An issue is the standard models of driving - like the Americans Uraban Dynamometer Driving Schedule - fail to account for real driving patterns. The CMU guys are looking for real data and are appealing to the public to send GPS data from devices like iPhones. In return you'll get your commuting pattern examined and information on where an electric car might be practical.
Stanford has done well in DARPA Grand Challenge competitions aimed at developing autonomous vehicles. Recently VW is putting $5 million into an automotive innovation lab on the campus and the next generation vehicle is a heavily modified Audi TT-S aimed at the Pikes Peak Hill Climb.
Someone sent a link to Dyson's bladeless fan - a nice use of aerodynamics. There is a fan in the base to supply airflow over the airfoil ...
The idea isn't novel, but this is the first use I've seen in a home fan. Bladeless "air amplifiers" have been around for some time.
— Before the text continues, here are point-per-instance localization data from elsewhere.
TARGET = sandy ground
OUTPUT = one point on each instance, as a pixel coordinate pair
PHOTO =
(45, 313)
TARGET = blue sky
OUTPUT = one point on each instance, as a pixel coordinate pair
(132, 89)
One make is the RingJet...
Ever wondered about how the pylon distribution transformer on the pole near your home is made? (inareas with underground power they are mounted on slabs) They have to be robust - ten years or more in fifty below to one hundred and twenty degree weather living through storms and taking lighting strikes. They've been around for a long time, but just work.
Oh .. and the sizing may be wrong if you and some of your neighbors plug in your electric cars at the same time...
It uses a low cost IMU (not real details) and a vision system that probably does simple optical flow. If you have ever worked with drift from inertial guidance systems, you'll get interested. (I refrained from an "if you get my drift joke)
A brand new 24" iMac. I can start sketching again - that just didn't work on the laptop.
Very impressive piece of hardware btw. The only thing that didn't work (as far as I could tell) from the data transfer (just plug it into the old Mac with a firewire cable and select data transfer mode) was the Adobe Photoshop license. I went through an hour of phone hell with Adobe getting that sorted out -- FAIL.